Yes. This approach is somewhat different from the more commonly used method of measuring the vertical distance (the difference in the $y$ direction(illustrated above)). The perpendicular distance provides a measure that takes into account both the vertical and horizontal discrepancies between the data points and the fitted curve, potentially offering a more geometrically accurate representation of the misfit, however, this approach can be more computationally intensive and mathematically complex because the perpendicular distance from a point to a curve depends on both the point’s $x$ and $y$ coordinates in a no-linear way, especially for higher-degree polynomials. The minimization problem in this case becomes more complicated and might not have a straightforward analytical solution, often requiring numerical optimization techniques.

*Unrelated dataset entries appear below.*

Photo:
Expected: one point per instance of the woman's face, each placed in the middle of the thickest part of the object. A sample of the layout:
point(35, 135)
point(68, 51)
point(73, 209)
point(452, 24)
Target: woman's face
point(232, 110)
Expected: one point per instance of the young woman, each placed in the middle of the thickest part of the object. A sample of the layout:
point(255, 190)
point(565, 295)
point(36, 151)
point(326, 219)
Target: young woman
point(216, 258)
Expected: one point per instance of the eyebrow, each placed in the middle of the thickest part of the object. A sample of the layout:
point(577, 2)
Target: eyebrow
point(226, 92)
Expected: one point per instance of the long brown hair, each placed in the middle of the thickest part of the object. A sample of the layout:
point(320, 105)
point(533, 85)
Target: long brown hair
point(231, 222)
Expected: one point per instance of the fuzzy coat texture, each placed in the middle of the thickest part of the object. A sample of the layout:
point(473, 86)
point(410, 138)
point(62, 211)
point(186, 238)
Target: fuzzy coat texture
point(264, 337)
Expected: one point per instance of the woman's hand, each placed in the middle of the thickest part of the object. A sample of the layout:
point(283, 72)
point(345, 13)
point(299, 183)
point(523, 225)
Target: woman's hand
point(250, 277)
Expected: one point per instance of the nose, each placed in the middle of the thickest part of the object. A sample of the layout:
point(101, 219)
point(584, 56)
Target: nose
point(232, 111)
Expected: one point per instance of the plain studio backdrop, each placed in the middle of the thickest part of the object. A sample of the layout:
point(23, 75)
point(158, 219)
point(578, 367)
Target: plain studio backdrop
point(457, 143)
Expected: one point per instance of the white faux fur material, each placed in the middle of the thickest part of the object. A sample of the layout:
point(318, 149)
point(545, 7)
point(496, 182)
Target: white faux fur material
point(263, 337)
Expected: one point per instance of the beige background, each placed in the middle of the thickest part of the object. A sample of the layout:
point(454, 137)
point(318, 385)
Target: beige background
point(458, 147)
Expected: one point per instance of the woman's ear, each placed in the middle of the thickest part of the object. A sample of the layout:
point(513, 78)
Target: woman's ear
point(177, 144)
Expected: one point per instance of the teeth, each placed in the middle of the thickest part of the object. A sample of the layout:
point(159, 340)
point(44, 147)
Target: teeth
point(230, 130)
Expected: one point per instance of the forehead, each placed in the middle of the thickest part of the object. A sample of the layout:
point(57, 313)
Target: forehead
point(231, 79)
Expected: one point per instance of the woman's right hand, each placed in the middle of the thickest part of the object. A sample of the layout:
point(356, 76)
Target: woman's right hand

While using perpendicular distance could theoretically provide a more “natural” measure of fit for certain applications, especially where errors in both the x and y directions are important, increased complexity and computational cost make this approach less common in practice.
1.2. Probability Theory
The Rules of Probability
sum rule $p(X) =\sum_{Y}p(X, Y)$
product rule $p(X, Y) = p(Y|X)p(X)$
Here $p(X, Y)$ is a joint probability and is verbalized as “the probability of $X$ and $Y$”. Similarly, the quantity $p(Y|X)$ is a conditional probability and is verbalized as “the probability of $Y$ given $X$”, whereas the quantity $p(X)$ is a marginal probability and is simply “the probability of $X$”. From the product rule, together with the symmetry property $p(X, Y) = p(Y, X)$, we immediately obtain the following relationship between conditional probabilities
$$p(Y|X) = \frac{p(X|Y)p(Y)}{p(X)} \tag{1.12}$$
which is called Bayes’ theorem and which plays a central role in pattern recognition and machine learning. Using the sum rule, the denominator in Bayes’ theorem can be expressed in terms of the quantities appearing in the numerator
$$p(X)=\sum_{Y}p(X|Y)p(Y) \tag{1.13}$$
The denominator is the sum of all possible numerators. We can view the denominator as being the normalization constant required to ensure that the sum of the conditional probability on the left-side of (1.12) over all values of $Y$ equals one.
Because probabilities are nonnegative, and because the value of $x$